That looks like nice work. I suspect, however, that this reflects the most important tool in the box....the woodworker. I agree that one can get good work from a variety of tools. I have seen good work from those of hundreds of years ago. No miter saws there. Just time, skill, and experience. Often times the only difference using tools is time saved.\

Again...looks good. I would be proud to have that in my house.


----------



## BigJim (Sep 2, 2008)

oberkc said:


> That looks like nice work. I suspect, however, that this reflects the most important tool in the box....the woodworker. I agree that one can get good work from a variety of tools. I have seen good work from those of hundreds of years ago. No miter saws there. Just time, skill, and experience. Often times the only difference using tools is time saved.\
> 
> Again...looks good. I would be proud to have that in my house.


Thanks buddy, you are so right, I have seen fellows with really good tools do not so good work. When I started out in woodworking there were no electric miter saws that I knew of. My dad started me out on a handsaw type of miter saw and it was more accurate than the electric ones of today. 

Sorry about hijacking your thread Steve.


----------



## epson (Jul 28, 2010)

What do you guys think of Rigid?


----------



## oberkc (Dec 3, 2009)

> What do you guys think of Rigid?


I have read several posts from those who make a living using tools who don't like Rigid. I am not one of those. I have only a small collection of Rigid tools, but they are all wholly adequate for my needs. I do a bit of woodworking in the winter, house projects all year, and the occasional project for freinds. Never had a problem, other than failed batteries, which they replaced for free, no questions asked.


----------



## BigJim (Sep 2, 2008)

I haven't tried a Rigid so I can't help you on that one, sorry.


----------



## Jim F (Mar 4, 2010)

I bought an used Chicago electric 10 inch sliding miter for $40 recently. Originally bought at Harbor Freight I imagine. It seems to perform well so far. I figured for the price I'd take a chance on it. Found the manual on the Harbor Freight site. 

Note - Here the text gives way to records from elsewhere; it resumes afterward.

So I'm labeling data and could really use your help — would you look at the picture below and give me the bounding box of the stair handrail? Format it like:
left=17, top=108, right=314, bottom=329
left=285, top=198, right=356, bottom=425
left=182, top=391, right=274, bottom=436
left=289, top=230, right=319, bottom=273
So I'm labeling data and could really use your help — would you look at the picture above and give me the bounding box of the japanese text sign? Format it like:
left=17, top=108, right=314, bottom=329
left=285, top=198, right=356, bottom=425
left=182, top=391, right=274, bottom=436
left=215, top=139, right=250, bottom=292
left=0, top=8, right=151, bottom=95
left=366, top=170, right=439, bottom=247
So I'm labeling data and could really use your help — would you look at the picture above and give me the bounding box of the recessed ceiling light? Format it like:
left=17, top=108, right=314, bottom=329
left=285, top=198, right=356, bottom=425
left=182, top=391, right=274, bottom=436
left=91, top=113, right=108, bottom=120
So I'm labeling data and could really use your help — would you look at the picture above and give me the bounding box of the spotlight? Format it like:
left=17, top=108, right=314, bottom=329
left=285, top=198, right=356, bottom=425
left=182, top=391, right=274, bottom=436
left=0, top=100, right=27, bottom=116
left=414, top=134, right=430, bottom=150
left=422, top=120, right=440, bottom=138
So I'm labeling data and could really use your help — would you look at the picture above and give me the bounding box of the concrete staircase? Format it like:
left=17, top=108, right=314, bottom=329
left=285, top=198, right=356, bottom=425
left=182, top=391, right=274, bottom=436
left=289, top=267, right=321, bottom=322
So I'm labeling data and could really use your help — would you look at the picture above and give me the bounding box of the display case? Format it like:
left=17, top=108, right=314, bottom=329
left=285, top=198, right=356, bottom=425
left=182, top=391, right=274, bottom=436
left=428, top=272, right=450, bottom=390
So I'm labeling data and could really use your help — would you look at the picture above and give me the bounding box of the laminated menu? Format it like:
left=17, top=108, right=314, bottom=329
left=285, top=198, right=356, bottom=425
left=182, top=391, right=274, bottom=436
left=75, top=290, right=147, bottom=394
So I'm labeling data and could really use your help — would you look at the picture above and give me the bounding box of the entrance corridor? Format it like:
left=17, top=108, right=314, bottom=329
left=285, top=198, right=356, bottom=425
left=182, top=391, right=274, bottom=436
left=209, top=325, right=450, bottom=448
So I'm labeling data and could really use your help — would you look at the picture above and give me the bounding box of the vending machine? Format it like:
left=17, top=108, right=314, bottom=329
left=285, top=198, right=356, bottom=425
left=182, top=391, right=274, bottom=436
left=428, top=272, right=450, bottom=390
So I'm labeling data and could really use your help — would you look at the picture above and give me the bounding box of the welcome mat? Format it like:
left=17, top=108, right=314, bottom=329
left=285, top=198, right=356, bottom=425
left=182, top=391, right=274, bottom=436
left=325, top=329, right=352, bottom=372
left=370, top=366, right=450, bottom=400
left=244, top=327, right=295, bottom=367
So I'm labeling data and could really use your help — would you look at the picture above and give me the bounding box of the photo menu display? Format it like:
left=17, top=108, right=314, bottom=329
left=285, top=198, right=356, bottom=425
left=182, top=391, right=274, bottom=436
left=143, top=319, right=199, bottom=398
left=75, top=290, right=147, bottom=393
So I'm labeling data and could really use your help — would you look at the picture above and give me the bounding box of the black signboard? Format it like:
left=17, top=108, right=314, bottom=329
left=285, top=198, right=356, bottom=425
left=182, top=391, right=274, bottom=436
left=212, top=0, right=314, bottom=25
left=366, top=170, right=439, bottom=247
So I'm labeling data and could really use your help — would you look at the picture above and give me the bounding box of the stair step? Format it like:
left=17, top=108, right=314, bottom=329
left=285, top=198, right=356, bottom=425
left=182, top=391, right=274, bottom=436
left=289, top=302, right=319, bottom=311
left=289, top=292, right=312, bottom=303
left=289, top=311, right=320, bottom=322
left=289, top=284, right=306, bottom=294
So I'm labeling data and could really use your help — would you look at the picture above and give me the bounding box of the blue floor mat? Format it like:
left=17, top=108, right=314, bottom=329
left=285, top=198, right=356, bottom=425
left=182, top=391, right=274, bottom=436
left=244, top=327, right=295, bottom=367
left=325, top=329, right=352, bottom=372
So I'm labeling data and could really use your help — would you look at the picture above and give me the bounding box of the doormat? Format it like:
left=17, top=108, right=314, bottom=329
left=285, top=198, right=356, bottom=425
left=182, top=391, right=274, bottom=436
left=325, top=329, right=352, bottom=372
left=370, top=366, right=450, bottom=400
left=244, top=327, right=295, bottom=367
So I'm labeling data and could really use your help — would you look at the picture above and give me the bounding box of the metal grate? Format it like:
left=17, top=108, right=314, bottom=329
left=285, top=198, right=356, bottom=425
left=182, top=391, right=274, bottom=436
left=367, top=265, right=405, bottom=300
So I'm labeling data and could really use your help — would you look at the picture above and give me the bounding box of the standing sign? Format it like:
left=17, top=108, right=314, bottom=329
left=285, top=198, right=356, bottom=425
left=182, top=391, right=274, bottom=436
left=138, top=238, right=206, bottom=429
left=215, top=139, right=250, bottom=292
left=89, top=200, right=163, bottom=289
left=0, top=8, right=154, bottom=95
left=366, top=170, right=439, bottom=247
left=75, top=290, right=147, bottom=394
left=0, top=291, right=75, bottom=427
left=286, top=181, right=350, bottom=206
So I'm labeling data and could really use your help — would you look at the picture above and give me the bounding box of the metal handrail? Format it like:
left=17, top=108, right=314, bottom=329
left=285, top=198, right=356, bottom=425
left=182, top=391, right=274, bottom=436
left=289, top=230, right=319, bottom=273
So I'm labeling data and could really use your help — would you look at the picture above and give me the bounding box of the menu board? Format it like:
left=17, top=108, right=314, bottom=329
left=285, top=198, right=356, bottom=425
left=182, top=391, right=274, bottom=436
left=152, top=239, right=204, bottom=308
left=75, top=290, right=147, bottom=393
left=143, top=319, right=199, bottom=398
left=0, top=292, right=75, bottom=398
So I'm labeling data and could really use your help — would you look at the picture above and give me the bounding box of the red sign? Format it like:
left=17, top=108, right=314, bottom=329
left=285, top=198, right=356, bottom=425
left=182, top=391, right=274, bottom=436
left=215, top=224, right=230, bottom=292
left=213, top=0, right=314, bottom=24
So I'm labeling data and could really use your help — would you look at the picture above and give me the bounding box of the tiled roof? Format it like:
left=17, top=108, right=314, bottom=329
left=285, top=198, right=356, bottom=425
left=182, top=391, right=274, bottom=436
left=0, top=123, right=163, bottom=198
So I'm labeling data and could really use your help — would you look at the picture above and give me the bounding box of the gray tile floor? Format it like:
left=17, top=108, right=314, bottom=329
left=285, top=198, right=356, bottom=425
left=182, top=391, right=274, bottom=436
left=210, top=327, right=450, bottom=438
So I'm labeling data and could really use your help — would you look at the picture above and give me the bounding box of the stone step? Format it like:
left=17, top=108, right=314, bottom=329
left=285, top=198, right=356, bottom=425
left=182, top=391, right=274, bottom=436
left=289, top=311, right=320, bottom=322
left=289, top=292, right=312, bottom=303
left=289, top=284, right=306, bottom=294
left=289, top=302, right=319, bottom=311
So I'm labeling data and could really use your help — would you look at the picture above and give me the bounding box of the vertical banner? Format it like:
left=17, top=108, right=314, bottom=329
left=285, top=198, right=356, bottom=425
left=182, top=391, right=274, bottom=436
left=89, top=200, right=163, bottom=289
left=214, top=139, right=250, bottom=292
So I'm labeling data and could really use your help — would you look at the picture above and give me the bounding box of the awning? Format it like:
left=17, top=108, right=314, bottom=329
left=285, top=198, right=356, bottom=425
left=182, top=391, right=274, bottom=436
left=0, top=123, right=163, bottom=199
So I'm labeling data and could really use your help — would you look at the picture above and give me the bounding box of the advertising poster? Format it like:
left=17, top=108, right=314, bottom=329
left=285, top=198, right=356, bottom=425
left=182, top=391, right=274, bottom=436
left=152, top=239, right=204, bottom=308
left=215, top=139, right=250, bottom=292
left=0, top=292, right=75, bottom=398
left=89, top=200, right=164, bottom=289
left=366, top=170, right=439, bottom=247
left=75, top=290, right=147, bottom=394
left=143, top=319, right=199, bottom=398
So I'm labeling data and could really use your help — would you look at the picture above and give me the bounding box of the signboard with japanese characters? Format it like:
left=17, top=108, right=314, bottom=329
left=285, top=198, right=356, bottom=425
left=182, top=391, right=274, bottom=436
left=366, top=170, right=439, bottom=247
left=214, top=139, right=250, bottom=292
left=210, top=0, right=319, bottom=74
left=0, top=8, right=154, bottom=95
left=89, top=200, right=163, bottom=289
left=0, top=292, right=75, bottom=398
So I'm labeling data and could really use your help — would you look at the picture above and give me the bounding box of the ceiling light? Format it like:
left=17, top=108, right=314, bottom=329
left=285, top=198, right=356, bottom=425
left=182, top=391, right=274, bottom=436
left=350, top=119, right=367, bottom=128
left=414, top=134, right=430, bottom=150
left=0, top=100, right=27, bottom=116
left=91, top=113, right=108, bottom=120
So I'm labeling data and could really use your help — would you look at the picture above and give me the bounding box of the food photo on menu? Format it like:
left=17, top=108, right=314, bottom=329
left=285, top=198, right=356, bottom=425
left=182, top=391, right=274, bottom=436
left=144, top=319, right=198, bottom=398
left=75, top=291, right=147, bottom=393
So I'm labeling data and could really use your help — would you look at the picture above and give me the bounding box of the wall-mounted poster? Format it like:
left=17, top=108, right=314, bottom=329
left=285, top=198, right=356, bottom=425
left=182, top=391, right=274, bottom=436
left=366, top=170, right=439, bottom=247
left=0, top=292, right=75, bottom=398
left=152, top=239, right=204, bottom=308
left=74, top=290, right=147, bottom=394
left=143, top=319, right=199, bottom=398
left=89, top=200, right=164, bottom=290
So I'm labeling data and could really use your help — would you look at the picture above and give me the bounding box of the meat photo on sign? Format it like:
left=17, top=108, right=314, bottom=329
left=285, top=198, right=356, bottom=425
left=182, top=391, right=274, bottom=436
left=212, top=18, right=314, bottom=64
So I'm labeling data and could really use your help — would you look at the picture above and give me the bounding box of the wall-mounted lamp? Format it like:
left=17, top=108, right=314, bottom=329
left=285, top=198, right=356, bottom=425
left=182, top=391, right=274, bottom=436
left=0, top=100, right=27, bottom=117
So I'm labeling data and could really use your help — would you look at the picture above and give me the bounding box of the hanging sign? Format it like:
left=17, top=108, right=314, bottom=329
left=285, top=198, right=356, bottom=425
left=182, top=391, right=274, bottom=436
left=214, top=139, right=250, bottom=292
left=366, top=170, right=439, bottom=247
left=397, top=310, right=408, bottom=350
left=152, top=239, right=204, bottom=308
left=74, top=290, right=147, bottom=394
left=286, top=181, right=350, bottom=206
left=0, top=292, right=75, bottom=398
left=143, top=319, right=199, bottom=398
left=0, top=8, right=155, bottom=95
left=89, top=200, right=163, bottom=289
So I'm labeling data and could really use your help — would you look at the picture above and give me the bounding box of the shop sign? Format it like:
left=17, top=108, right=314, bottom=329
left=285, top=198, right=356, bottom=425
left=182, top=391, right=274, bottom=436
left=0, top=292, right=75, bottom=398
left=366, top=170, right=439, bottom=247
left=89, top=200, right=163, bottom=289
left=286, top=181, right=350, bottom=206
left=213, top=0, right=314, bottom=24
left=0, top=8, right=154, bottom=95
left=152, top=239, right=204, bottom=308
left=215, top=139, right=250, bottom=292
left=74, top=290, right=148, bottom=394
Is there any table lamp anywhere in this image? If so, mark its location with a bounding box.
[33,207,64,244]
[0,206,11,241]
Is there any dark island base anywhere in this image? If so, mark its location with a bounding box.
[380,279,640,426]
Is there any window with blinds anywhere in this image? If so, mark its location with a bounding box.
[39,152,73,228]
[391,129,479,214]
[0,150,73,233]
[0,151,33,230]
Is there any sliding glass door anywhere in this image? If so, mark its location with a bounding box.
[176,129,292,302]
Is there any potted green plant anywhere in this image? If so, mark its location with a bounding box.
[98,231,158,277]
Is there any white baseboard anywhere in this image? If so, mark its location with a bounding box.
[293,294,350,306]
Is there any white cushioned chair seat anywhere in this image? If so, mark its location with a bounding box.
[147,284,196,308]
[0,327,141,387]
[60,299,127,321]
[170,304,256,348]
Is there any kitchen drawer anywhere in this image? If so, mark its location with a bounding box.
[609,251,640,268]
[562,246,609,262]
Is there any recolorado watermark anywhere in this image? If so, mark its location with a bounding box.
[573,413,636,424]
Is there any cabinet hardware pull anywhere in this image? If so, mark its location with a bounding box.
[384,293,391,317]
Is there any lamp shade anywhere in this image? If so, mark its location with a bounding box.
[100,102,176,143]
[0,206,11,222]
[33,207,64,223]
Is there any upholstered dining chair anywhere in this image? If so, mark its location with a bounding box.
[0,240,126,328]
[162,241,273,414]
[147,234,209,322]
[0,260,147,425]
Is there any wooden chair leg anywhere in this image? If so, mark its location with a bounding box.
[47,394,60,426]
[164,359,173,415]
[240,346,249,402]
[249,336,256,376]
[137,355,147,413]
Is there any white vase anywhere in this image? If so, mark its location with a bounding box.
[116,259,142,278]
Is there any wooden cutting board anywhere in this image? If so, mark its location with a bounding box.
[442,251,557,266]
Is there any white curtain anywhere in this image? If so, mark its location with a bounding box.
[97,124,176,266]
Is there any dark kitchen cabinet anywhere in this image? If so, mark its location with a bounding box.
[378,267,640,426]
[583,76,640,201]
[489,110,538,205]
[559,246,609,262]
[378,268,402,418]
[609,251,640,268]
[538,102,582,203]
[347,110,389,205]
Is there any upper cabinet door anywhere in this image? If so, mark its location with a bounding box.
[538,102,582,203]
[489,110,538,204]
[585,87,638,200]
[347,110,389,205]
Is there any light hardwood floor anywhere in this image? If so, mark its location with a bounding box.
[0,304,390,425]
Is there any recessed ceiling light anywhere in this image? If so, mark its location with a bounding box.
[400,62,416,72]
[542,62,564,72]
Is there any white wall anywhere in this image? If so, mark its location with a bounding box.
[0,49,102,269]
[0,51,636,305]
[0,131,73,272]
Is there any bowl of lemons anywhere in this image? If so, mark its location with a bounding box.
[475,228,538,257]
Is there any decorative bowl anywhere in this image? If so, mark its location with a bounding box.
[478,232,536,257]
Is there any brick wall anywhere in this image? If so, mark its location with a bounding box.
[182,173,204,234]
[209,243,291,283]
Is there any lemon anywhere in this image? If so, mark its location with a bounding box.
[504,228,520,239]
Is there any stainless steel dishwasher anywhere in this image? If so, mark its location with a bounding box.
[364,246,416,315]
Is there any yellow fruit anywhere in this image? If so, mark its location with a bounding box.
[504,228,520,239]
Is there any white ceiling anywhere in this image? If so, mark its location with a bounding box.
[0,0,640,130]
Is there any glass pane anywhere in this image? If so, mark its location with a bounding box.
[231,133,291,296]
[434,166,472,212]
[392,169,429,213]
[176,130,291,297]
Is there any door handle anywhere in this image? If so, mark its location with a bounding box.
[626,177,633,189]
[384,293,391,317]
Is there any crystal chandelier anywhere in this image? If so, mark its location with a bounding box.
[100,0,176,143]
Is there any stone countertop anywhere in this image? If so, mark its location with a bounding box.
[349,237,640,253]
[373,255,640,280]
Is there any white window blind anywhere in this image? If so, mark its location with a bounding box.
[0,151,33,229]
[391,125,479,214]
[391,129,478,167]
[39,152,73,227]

I'd say an occasional user should look for precision over durability if you have to make a choice. It's not like you are going to be using it daily on the job. 

As far a Rigid, I am impressed with some of their products I have seen. Their angle grinder has a nice look and feel to it for example.


----------



## WirelessG (Mar 22, 2009)

jiju1943 said:


> I am not trying to sound like a smart alack or anything but* I will put my DW708 up against any miter saw for accuracy*. I have used it to cut very small pieces all the pieces in the picture below were cut on the DW708.



I'll second that.


----------



## epson (Jul 28, 2010)

oberkc said:


> I have read several posts from those who make a living using tools who don't like Rigid. I am not one of those. I have only a small collection of Rigid tools, but they are all wholly adequate for my needs. I do a bit of woodworking in the winter, house projects all year, and the occasional project for freinds. Never had a problem, other than failed batteries, which they replaced for free, no questions asked.


I am like yourself I also have a few rigid tools and they suit my needs very well but I kind of was hesitant on purchasing a rigid miter saw until I got some feed back on people that actually used them on the job.


----------



## kwikfishron (Mar 11, 2010)

I’ve used and abused my 708 for years unload and load daily the saw looks beat up all to hell and never have I had to adjust anything. 

If there is such a thing as a bullet proof chop saw the DW708 would be it.

Although sometimes at the end of the day my back wishes I’d use something else.


----------